Wednesday, March 20, 2013

WAR AND PEACE, continued


The Slice of Life Challenge is hosted by TWO WRITING TEACHERS

M is still reading War and Peace.  He is on page 6.  Yesterday we chatted about how it is known as one of the longest books ever.  I was careful to make that detail sound like a badge of honor rather than a deterrent.  So far, so good.

I asked him today, “How is it going?” 

“It’s good so far.  There hasn’t been any action yet, though.”

“Oh, it is starting slow?” is what came out of my mouth.  I kept myself from saying what I was really thinking: “You think??  You are reading WAR AND PEACE for Pete’s sake!  Get ready for LOOOONG stretches of philosophical pontificating, buddy.  These 6 pages of no action are just the beginning.”

“Yeah, but I am going to keep reading.” was his response.

After independent reading, we took some time to practice poetry performances this class has been working on.  In preparation for writing and performing their own spoken word pieces, the students are performing, in groups, selections from October Mourning: A Song for Matthew Shepard by Leslea Newman, which is a stunning book of poetry.  I don’t remember having taken a breath the entire first time I read it.

About 5 minutes into practicing, M bursts up to me waving one of the poems assigned to his group in the air.  I am anticipating a complaint about a group member not pulling his weight or an outlandish idea to “act out” some of the words of the poem (M is struggling to grasp the idea of performing with only his voice and his stance—his group’s physical use of the space). 

Instead, M gushes, “Look Mrs.

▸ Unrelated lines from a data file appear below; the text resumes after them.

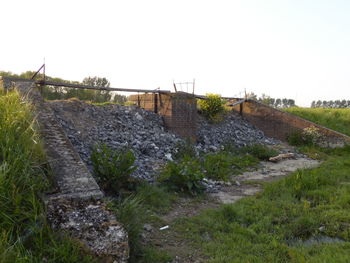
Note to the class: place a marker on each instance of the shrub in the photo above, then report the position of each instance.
(212, 107)
(309, 136)
(260, 151)
(113, 168)
(184, 175)
(218, 166)
(131, 213)
(184, 148)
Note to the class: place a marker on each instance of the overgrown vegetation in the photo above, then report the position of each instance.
(24, 233)
(113, 168)
(184, 175)
(62, 93)
(188, 170)
(336, 119)
(264, 228)
(212, 107)
(260, 151)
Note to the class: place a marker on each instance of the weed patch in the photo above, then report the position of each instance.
(113, 168)
(259, 228)
(24, 233)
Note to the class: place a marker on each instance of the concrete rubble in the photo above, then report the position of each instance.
(93, 225)
(144, 132)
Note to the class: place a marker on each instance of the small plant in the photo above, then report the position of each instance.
(218, 166)
(260, 151)
(184, 175)
(155, 197)
(184, 148)
(309, 136)
(132, 214)
(212, 107)
(113, 168)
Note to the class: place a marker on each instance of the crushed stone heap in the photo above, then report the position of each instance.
(234, 129)
(144, 132)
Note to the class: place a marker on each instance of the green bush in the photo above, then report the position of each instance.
(309, 136)
(24, 234)
(184, 175)
(260, 151)
(113, 168)
(184, 148)
(212, 107)
(132, 215)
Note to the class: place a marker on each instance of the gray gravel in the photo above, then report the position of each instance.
(144, 132)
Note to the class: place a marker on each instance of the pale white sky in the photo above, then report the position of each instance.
(297, 49)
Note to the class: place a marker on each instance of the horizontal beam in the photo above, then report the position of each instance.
(79, 86)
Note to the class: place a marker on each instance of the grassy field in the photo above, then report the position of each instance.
(336, 119)
(24, 233)
(265, 228)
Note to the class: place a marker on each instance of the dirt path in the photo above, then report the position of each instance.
(247, 184)
(268, 171)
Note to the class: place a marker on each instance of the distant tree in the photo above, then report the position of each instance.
(318, 104)
(291, 103)
(120, 99)
(278, 103)
(96, 82)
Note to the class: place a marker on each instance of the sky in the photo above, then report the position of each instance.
(298, 49)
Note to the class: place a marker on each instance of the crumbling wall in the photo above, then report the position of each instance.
(179, 111)
(75, 207)
(279, 124)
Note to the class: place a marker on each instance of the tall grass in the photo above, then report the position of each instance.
(262, 228)
(24, 233)
(336, 119)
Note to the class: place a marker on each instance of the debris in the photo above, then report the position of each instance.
(147, 227)
(163, 228)
(282, 157)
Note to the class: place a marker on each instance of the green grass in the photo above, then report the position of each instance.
(336, 119)
(24, 233)
(259, 228)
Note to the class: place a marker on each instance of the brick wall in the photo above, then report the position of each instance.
(179, 111)
(279, 124)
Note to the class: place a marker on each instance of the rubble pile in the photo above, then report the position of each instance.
(143, 131)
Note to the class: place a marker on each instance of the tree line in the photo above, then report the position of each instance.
(330, 104)
(273, 102)
(62, 93)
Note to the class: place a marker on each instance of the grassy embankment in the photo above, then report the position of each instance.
(308, 203)
(336, 119)
(24, 233)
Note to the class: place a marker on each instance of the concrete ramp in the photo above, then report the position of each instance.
(76, 208)
(73, 179)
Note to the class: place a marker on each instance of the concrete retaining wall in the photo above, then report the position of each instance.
(76, 207)
(279, 124)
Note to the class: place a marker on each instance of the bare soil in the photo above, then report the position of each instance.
(246, 184)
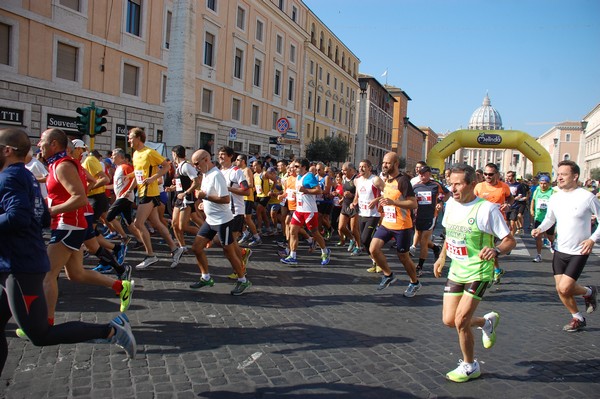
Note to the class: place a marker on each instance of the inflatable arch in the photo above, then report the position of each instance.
(489, 140)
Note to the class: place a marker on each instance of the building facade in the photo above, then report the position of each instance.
(186, 71)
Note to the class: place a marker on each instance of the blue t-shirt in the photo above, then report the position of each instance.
(23, 213)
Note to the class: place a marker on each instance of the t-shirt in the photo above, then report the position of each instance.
(145, 164)
(572, 212)
(214, 184)
(122, 183)
(496, 194)
(235, 178)
(306, 202)
(395, 217)
(92, 165)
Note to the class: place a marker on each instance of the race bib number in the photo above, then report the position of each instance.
(139, 176)
(363, 205)
(424, 198)
(389, 213)
(456, 249)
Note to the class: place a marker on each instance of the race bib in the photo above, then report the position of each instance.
(424, 198)
(139, 176)
(389, 213)
(456, 249)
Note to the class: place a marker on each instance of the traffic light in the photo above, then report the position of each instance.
(99, 121)
(83, 119)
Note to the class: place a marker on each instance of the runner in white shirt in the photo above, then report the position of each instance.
(306, 213)
(572, 209)
(216, 199)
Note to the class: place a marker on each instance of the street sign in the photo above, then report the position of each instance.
(282, 125)
(233, 134)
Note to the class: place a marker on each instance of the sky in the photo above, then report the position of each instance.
(538, 60)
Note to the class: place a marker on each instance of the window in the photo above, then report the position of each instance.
(134, 16)
(259, 30)
(238, 62)
(277, 82)
(255, 114)
(66, 62)
(209, 45)
(130, 79)
(236, 106)
(72, 4)
(206, 101)
(241, 18)
(257, 72)
(164, 89)
(279, 44)
(291, 89)
(5, 48)
(168, 28)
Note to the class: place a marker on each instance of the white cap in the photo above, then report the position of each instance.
(78, 143)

Rush,” and points to the page.  I follow his finger.  His group is performing a poem titled “What You Can Do in Eighteen Hours.”  Basically a poem is a list of things one could accomplish in 18 hours—mostly including activities a college student might have actually been engaged in on the night Matthew Shepard was attacked, ending with a line describing what he endured after being tied to a fence and left for dead before being found 18 hours later.  M’s finger leads me to the line, “Read War and Peace.”

“I get it Mrs. Rush!  This is MY book!  She is saying that 18 hours is a long time because you could one of the longest books in the world in that time!”

Again, I play it cool on the outside, but inside I am one giant grin.

7 comments:

  1. That is indeed a smile worthy moment, Christy! October Mourning is such a powerful book - I always feel numb after reading it - how wise to have your high school kids performing these poems, getting inside those lines, taking to heart their message.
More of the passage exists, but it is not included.